Interest rates are one of the most critical factors for every prospective borrower to consider before applying for any Loan. You can select either interest rate for your borrowing and fulfil your ambitions. Banks offer a wide range of personalised schemes to suit your needs. Therefore, you must compare them thoroughly before finalising the deal.

Borrowers often come across terms like fixed and floating Personal Loan interest rates while discussing their requirements with the bank. The choice of interest rate affects two essential aspects, the amount of equated monthly instalments payable and repayment planning. You should understand the difference between them to select a suitable option.

Fixed interest rates

Under a fixed lending facility, the bank charges interest for the entire tenure. The interest accrual throughout the term remains constant. You can conveniently assess your fixed monthly outgoes as EMIs and plan finances accordingly. These are at a higher margin of 1% or 2% against flexible interest rates.
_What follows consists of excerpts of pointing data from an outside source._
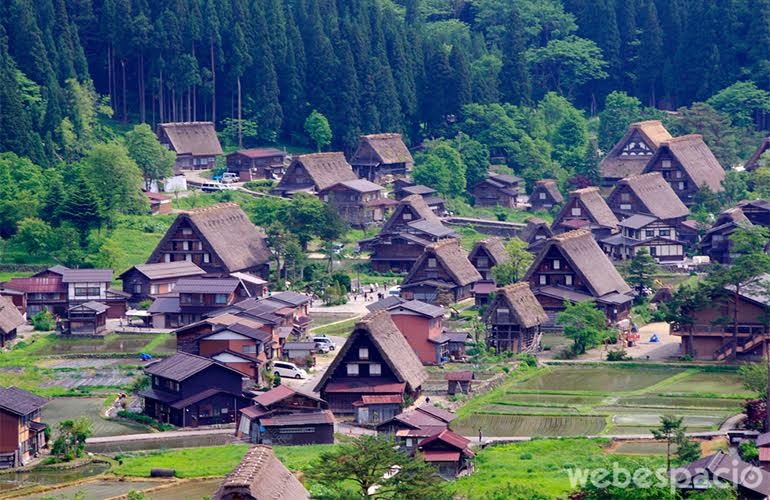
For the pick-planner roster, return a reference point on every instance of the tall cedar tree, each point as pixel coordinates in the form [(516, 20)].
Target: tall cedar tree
[(515, 84)]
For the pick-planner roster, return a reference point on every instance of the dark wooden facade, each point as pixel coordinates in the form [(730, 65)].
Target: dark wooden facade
[(253, 164)]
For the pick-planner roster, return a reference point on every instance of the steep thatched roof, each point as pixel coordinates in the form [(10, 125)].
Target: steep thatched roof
[(389, 148), (586, 258), (452, 258), (696, 159), (655, 194), (597, 210), (522, 304), (617, 165), (195, 138), (226, 227), (10, 317), (494, 247), (393, 347), (261, 476), (549, 186)]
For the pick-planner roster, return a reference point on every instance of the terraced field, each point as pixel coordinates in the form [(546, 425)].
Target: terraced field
[(596, 399)]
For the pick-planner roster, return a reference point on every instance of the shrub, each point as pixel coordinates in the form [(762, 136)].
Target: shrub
[(748, 451), (43, 321), (618, 355)]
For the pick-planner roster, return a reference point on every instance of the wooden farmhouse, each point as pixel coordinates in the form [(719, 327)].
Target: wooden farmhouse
[(195, 143), (313, 173), (756, 211), (10, 320), (255, 164), (571, 266), (376, 360), (633, 151), (659, 237), (159, 203), (711, 333), (149, 281), (687, 164), (219, 239), (381, 155), (497, 190), (261, 476), (22, 433), (535, 233), (403, 188), (285, 416), (442, 269), (422, 325), (403, 238), (190, 391), (716, 242), (753, 161), (447, 451), (546, 195), (412, 426), (647, 194), (586, 209), (513, 320), (359, 202), (486, 254)]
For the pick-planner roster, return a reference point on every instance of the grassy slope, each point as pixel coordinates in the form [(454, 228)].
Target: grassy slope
[(211, 461)]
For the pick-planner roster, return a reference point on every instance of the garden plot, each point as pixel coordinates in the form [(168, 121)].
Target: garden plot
[(97, 377), (59, 409), (529, 425), (598, 378)]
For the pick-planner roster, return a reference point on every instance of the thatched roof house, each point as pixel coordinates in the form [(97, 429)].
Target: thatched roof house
[(315, 172), (375, 340), (632, 152), (646, 194), (378, 155), (227, 241), (261, 476)]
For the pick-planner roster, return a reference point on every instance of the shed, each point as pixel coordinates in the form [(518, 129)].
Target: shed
[(460, 381)]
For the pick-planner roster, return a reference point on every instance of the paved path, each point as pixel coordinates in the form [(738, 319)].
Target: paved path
[(159, 435)]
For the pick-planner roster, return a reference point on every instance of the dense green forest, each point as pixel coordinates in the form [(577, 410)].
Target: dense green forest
[(368, 65)]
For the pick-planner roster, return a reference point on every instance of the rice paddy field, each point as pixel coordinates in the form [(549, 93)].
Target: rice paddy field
[(599, 399)]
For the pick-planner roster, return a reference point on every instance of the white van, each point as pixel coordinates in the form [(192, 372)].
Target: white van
[(288, 370)]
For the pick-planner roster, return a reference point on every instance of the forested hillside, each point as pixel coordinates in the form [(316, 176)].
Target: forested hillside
[(368, 65)]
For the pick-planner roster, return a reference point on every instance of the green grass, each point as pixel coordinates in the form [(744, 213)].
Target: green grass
[(539, 465), (211, 461)]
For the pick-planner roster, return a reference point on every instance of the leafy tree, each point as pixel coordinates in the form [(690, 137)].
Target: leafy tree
[(365, 462), (520, 260), (155, 161), (116, 178), (620, 110), (584, 324), (71, 440), (317, 127), (640, 272)]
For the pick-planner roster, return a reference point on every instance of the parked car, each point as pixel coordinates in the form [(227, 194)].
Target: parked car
[(323, 340), (288, 370)]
You should repay Personal Loans in fixed and equal instalments over the term. A fixed interest rate does not change even if the Indian financial market conditions or trends change. When the financial market slumps, fixed interest rates become the preferred option.

Benefits

Regardless of the market conditions, the interest rate remains fixed. It provides the best protection, especially in volatile situations. These are ideal for those who are good at budgeting. It is also the best for setting long-term financial goals with security and certainty. A fixed interest rate on a Personal Loan is ideal if you are comfortable with your EMI and do not want surprises.

To ensure that you meet the EMI payment deadlines without difficulty, try to keep it at 25% of your salary or less.

Floating interest rates

Floating Personal Loan interest rates mean the interest is subject to quarterly revisions. The rate offered to you on borrowing ties with the base rate set by the Reserve Bank of India based on various economic factors. The interest fluctuates in response to changes in the base rate. Any changes in them during the tenure do not affect the EMIs payable. Instead, its term varies. They are volatile and change according to market conditions.

The base rate offered by banks determines the interest. When the base rate changes, the interest rates get revised automatically. Floating rates are affordable than fixed rates. The fluctuation in the floating interest rate is only temporary, as market trends determine it.

Benefits

When you apply for a Loan on the Banking appwith a floating rate, the interest charged is lower than fixed interest rates. Your floating interest rate rises for a short duration and does not impact the entire term. Also, the repayment period reduces, making you debt-free soon and eligible for additional options in future.

Conclusion

Choosing the better alternative between these options depends on your suitability when applying for the Loan.